Was ist denn nun wirklich besser zum Entfetten und Waschen von Rolleninnereien? Petroleum oder Waschbenzin? Bei Kunstoffgehäusen vielleicht lieber Petroleum? Die Mopedfahrererfraktion schwört auf Waschbenzin zum Kettenreinigen. Petroleum eher für das Langzeitbad?

Das beste Rollenschmiermittel ist aber kein käufliches hartes Fett (tuts natürlich auch), sondern Fett+Motoröl-Softischmatzepudding, muß man sich selber anrühren, läuft dann erste Sahne, das Röllchen und bei Alu/Kupfer/Messing/Guß ist ja auch alles wie vorgesehen im Motor.

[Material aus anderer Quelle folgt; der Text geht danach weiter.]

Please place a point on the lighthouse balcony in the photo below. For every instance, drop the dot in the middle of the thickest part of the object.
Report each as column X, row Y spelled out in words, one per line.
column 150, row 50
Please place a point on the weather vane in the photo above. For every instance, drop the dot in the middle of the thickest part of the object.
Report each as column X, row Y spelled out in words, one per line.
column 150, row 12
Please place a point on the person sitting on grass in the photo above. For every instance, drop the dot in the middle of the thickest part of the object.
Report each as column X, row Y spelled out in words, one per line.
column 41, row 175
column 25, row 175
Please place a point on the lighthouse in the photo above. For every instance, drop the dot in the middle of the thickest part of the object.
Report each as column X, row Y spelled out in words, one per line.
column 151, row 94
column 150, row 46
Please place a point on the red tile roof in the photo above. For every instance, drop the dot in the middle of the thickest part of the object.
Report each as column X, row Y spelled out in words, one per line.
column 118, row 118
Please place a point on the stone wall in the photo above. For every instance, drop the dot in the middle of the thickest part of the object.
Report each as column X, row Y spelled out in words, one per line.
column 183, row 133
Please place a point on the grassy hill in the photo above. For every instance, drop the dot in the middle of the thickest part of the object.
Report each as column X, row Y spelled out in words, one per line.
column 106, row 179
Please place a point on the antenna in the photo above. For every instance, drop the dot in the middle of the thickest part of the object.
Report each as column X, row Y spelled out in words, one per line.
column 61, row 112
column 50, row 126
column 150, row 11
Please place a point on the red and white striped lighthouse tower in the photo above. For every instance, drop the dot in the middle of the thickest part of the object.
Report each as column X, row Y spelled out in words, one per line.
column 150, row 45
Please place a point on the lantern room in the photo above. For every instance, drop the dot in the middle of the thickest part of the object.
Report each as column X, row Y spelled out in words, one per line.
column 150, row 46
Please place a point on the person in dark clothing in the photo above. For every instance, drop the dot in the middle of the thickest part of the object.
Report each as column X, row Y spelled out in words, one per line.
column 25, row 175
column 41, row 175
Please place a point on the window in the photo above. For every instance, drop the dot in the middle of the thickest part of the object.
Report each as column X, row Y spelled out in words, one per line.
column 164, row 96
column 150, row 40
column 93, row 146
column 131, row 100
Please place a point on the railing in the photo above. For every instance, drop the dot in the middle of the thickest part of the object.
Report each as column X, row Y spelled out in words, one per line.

Bei Kunststoffgehäusen (ja, hab auch davon einige  |supergri ) bin ich allerdings noch ein wenig skeptisch bezüglich der möglichen Aufweichung und habe einen Shimano Sedona "Versuchsträger" laufen.


----------



## Feedertyp (24. Juni 2005)

*AW: WD40 oder Silikonspray-was ist besser für meine Pilkrollen*

Hallo!

@angeldet: Wenn du die Kunststoffteile mit Waschbenzin abreibst oder sie kurz, nicht länger als ne Min., einlegst und am besten noch ne Möglichkeit zum schallen hast,
wirds sauber wie nie zuvor( Waschbenzin löst zwar sehr gut den Schmutz,Fett etc. aber er entfernt ihn nicht, das muss immer noch mechanisch oder per Ultraschall geschehen)! Man kann auch Spiritus ur hand nehmen geht notfalls auch ganz gut! Alle Teile aus Metall(auch Kugellager) kann man bedenkenlos
mit Waschbenzin säubern!


Mfg Stefan


Nochn Tip: Man bekommt flüssige(eher zähflüssig) Gummidichtungen zum auftragen
auf Dichtflächen! Man schmiert die Dichtflächen der Rollengehäuse etc. damit ein und erhält eine viel besser abgedichtete Rolle!


----------



## bärchen (24. Juni 2005)

*AW: WD40 oder Silikonspray-was ist besser für meine Pilkrollen*

Also grundsätzlich nimmt man fürs  Innenleben (Getriebe..) Fett. Dünne Öle sind vollkommen ungeeignet.
Beim Schnurlaufröllchen nehme ich bei meinen DAM-Rollen immer Motorenöl, dies
ist nicht ganz so dünnflüssig wie Nähmaschinenöl oder Balistol ö.ä., es haftet wesentlich besser, aber läßt einen leichten Lauf des Röllchens vollkommen zu.
Im Übrigen reichen winzige Mengen vollkommen aus, da bei der Rotation des Röllchens eh eine Menge wegfliegt.
Keine Angst, Motorenöl greift (zumindest meine Rollenteile) NICHT an !!
Oft hier gelesene Beiträge, die mit dem Auswaschen von Kugellagern zu tun haben sind vollkommener Unsinn !


----------



## Albino (24. Juni 2005)

*AW: WD40 oder Silikonspray-was ist besser für meine Pilkrollen*

Ich verwende Super Lube.Das ist ein Alzweckschmiermittel mit hohem Teflongehalt was sich auf so ziehmlich allen Materialen festsetzt und eine lange Schmierung gewährleistet.Meiner meinung nach besser als Fett,weil dieses schnell verharzt.Achja Super Lube is auch wasserabweisend.Problem is nur das es nicht ganz billig ist.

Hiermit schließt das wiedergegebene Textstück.